実はまだ若干の空きがあるみたい。 とはいえ、本番まで時間はないし、GWになっちゃうし、 金額は高いし、駆け込み参加者はいないだろうな。

_ [Ruby] Gosling on Ruby

Don Box氏による『「Javaの生みの親」に聞く「AJAX、LAMP、Ruby on Rails」』への反応。 ちなみに私の反応はこちら

From where I sit, Ruby has the language thought leadership position and is the competitor I hope AndersH is losing the most sleep over nowadays.

The fact that the "father of Java" is so unconcerned makes me wonder if Schwartz's first act as the grand poobah at Sun should be to hire Matz?

(超訳)

私から見れば、Rubyは言語アイディアの先端を行ってて、AndersHが(心配で)夜も寝られないくらいだといいなと思っている。

「Javaの父」がそんなに関心がないってことは、SchwartzがCEOになって最初になすべき仕事はMatzを雇うことなんじゃないかって思っちゃうよ

ありがたいことだ。 もっとも、Sunに雇われてる間に勢いを失った言語(SelfとかTclとか)のことを 考えると、たとえオファーがあっても素直に「うん」とは言えないかもしれない。 海外(欧米)に住むのが長年の夢である妻は大喜びするかもしれないけどね。

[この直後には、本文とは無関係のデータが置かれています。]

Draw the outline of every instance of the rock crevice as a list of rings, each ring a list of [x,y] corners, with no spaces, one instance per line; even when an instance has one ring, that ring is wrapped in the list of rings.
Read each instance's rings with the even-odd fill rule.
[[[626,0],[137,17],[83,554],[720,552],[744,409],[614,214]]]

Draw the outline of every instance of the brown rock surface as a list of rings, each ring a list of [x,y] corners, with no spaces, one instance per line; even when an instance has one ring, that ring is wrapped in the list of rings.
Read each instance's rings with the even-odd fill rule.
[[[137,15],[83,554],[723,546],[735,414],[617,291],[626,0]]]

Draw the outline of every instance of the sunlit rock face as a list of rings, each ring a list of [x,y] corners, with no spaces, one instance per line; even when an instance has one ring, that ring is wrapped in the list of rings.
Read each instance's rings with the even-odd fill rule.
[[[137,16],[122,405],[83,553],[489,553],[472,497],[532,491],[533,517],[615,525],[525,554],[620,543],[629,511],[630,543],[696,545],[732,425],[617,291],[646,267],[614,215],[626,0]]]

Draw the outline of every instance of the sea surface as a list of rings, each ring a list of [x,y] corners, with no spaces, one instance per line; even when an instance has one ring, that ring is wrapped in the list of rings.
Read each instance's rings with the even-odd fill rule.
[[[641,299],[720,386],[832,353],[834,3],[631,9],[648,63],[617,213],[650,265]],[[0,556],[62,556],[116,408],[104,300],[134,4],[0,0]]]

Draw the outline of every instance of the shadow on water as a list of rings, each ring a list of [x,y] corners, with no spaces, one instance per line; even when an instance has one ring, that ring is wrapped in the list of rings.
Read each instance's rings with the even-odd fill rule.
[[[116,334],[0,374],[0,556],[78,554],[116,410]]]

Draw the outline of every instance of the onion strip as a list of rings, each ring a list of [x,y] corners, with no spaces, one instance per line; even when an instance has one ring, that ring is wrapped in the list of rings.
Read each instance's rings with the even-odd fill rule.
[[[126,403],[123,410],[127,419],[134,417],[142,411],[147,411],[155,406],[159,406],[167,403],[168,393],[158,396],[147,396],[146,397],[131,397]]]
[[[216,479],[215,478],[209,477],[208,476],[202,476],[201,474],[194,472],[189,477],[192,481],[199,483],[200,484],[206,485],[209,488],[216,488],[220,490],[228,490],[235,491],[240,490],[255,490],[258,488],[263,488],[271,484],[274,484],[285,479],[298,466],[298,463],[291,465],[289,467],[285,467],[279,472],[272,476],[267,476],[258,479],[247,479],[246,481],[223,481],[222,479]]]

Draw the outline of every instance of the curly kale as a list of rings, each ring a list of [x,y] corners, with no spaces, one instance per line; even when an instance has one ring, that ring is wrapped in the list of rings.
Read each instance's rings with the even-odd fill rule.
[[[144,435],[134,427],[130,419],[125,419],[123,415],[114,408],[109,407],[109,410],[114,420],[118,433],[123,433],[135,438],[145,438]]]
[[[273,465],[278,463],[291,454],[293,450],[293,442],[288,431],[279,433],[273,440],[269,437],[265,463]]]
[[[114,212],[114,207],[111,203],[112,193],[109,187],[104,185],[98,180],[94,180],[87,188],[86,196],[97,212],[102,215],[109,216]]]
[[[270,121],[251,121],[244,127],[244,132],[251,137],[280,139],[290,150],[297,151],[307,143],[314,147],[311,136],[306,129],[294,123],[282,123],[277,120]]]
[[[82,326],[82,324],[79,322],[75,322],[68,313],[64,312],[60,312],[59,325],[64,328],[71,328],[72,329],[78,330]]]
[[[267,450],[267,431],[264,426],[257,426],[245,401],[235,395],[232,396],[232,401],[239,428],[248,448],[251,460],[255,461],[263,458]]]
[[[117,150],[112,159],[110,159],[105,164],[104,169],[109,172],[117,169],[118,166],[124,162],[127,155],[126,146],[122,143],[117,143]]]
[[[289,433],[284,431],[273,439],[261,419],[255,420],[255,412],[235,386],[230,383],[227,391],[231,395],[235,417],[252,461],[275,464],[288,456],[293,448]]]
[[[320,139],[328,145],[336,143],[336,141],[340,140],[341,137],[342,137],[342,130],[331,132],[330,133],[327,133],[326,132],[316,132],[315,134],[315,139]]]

ところで、Wikipediaに「Yukihiro Matsumoto」なんてエントリがあるなんて知らなかったよ。 うわっ、NaClのエントリもある。

_ ITmedia エンタープライズ:オープンソースの輝ける未来は地方自治体がスクリプト言語を担ぐこと−OSDL平野氏

ちょうど我々が島根県や松江市とやろうとしていることと 方向性が同じで驚愕してしまう。偶然の一致か。

地方自治体はスクリプト言語を使った産業を速やかに支援すべきではないかと思います。もし、需要から考えて供給が極端に不足している、XML、 Javaスクリプト、PHPやPhythonをまともに扱える技術者が100人、いや、10人いるような地場企業なら、それがどの県の企業であっても、確実に世界中が注目します。Ajaxやオープンソース版.NETであるMonoの技術者が何人かいただけで、MicrosoftやGoogleですら目を向けるでしょう。優秀な技術者を世界中から求めている企業にとって、その場所が青森県であるか鹿児島県であるかなどはさして問題ではないのです。宮城県に PHPの優秀な技術者を多数抱える地場企業があれば、楽天が野球以外で目を向けますよ(笑)。

スクリプト言語が今後向かう道、それをWeb 2.0のような切り口で語るのではなく、オープンソースまたはオープンソースアーキテクチャーといった切り口で考えると、オープンソースの輝ける未来は地方自治体がスクリプト言語を担ぐことです、と言いたいですよ。

この記事を見るかぎりでは島根県とかRubyとかは一言も出てこないから、 むしろPHPやPythonを念頭に置いていて、方向性が重なったということなんだろうなあ。

まあ、第三者が独立に同じことを思いつくのは 良いアイディアである証拠である...といいなあ。